Private rain forest birthing chamber. Daisy giving her little bull a nudge.
We had some young visitors over the weekend and Dimity's calf showed us that she is ready to follow in Mum's footsteps. This little girl was not fazed at all by the fuss and new comers. Dimity lay centimetres away calmly looking on chewing her cud.
Three days old and Dimity's little heifer calf is ready for visitors.
May is off to a great start. Dimity had a little heifer calf on the first of the month. Dimity and her little heifer will be leaving us soon to start their new careers as Co Workers. Within weeks they will be working as part of an Animal Assisted Therapy team helping people 'up on the range'. We will be following their new lives with great pride.

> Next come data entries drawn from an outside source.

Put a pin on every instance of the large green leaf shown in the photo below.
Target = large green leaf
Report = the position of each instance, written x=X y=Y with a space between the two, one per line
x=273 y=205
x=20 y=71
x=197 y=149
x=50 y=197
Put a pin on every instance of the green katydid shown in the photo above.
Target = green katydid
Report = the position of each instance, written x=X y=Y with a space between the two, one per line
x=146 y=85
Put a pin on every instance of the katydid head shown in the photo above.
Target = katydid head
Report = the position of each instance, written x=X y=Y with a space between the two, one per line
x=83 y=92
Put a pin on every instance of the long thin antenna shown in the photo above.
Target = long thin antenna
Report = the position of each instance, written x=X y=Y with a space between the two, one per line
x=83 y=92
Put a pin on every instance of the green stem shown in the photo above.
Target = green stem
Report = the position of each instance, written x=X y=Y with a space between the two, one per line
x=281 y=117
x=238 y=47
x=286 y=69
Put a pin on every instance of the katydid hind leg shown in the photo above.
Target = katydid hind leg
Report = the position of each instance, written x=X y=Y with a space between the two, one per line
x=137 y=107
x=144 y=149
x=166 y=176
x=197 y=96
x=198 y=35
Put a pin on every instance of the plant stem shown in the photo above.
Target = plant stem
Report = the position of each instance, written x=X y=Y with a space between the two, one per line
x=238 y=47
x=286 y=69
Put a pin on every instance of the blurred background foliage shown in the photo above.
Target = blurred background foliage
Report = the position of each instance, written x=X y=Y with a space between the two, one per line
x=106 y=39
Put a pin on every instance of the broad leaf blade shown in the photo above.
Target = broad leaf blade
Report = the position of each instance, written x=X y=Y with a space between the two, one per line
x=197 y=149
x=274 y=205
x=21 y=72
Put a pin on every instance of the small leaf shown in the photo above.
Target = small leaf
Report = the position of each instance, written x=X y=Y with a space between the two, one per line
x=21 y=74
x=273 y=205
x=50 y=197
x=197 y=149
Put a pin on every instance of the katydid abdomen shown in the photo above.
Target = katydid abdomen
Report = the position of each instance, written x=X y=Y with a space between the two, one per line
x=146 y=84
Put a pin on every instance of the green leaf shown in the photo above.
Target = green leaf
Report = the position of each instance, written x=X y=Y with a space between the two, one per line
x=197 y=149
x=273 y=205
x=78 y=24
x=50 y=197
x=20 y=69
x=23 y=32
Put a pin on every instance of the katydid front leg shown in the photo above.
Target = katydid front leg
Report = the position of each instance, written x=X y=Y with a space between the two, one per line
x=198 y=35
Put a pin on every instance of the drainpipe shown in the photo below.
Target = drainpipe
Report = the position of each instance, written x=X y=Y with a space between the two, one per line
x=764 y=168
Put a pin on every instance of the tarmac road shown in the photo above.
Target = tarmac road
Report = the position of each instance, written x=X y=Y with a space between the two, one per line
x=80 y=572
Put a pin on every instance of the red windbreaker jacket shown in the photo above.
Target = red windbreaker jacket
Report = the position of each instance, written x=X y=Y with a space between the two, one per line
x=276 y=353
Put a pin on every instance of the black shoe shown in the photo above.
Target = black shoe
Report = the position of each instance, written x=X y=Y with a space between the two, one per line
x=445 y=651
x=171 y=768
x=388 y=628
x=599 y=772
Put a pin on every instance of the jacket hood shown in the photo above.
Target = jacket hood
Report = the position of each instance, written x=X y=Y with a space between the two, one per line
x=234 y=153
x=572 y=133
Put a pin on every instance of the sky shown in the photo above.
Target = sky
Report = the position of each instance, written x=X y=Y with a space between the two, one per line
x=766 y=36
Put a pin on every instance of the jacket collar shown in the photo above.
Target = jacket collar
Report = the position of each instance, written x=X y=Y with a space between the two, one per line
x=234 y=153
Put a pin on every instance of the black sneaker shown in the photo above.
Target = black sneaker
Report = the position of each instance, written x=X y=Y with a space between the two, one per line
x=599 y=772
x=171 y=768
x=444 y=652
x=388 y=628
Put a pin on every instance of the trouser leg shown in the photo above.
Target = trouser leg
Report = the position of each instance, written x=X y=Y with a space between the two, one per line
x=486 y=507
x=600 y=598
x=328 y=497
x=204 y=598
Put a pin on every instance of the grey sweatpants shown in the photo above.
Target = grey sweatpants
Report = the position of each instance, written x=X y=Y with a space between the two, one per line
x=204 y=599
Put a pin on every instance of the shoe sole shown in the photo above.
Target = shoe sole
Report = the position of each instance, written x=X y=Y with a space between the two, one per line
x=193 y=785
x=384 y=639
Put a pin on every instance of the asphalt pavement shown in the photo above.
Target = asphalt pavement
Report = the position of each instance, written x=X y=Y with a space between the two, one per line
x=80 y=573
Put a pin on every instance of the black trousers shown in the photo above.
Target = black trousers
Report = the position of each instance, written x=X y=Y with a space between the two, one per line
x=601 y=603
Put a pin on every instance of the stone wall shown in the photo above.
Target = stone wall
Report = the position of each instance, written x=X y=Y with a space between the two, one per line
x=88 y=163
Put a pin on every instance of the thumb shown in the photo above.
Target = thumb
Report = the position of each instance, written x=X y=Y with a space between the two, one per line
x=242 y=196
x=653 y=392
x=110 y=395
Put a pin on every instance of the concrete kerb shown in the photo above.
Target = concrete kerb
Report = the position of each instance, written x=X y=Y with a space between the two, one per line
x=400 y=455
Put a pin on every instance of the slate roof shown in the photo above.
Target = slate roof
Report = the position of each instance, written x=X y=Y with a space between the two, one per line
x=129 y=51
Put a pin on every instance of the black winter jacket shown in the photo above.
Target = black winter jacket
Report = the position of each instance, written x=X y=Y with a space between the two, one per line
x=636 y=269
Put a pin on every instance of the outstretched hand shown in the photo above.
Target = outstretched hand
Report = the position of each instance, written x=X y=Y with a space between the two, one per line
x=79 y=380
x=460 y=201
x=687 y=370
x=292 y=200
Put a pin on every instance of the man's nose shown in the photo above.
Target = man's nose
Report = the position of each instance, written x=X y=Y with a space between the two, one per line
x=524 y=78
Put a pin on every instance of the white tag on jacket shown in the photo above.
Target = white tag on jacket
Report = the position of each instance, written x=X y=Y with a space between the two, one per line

March 2013: March has been full of surprises. Some very pleasant surprises and some not so pleasant. The cattle are all as fat as fools and it is becoming increasingly difficult to find any of them in the tall grass. At calf feeding time there is a lot of mooing in the paddocks until all Mums find all calves and everyone is content when the feeding is underway.
February 2013: It is still raining on and off but that's OK. We have been enjoying some time with the younger cattle. Our precious little heifers have been showing everyone how to train humans to halter and lead them. Huggie and TwoDee are always keen, they find it breaks the monotony of eating grass and laying in the sun all day.
New fans of our miniature cattle, Geoff and Tamara have been 'learning the ropes' at Mount Eerwah Park. TwoDee and Huggie tell me that Geoff and Tamara are doing very well for first timers. I can tell you it has been a lot of fun for everyone.
Huggie teaching Geoff the 'stand' and 'walk on' routine. Geoff's a natural.
Geoff telling Huggie she is such a good girl after a few laps of the home paddock.
TwoDee and Tamara going through their paces - both enjoying themselves.
Tamara and TwoDee have got their routine 'down pat' and are ready for a treat.
January 2013: It is raining. Just for a change this is making us happy. We have been putting some hay in storage but maybe we won't need it now. There are a couple of confused full blood calves who haven't seen rain before - I'm sure they will have plenty of opportunity to get used to it!
HAPPY NEW YEAR: 2013 has started hot and dry. The cattle are keeping themselves down in the gullies and well back in the shade for most of the day. The calves are all thriving and the shorter pasture has all the cows putting on weight.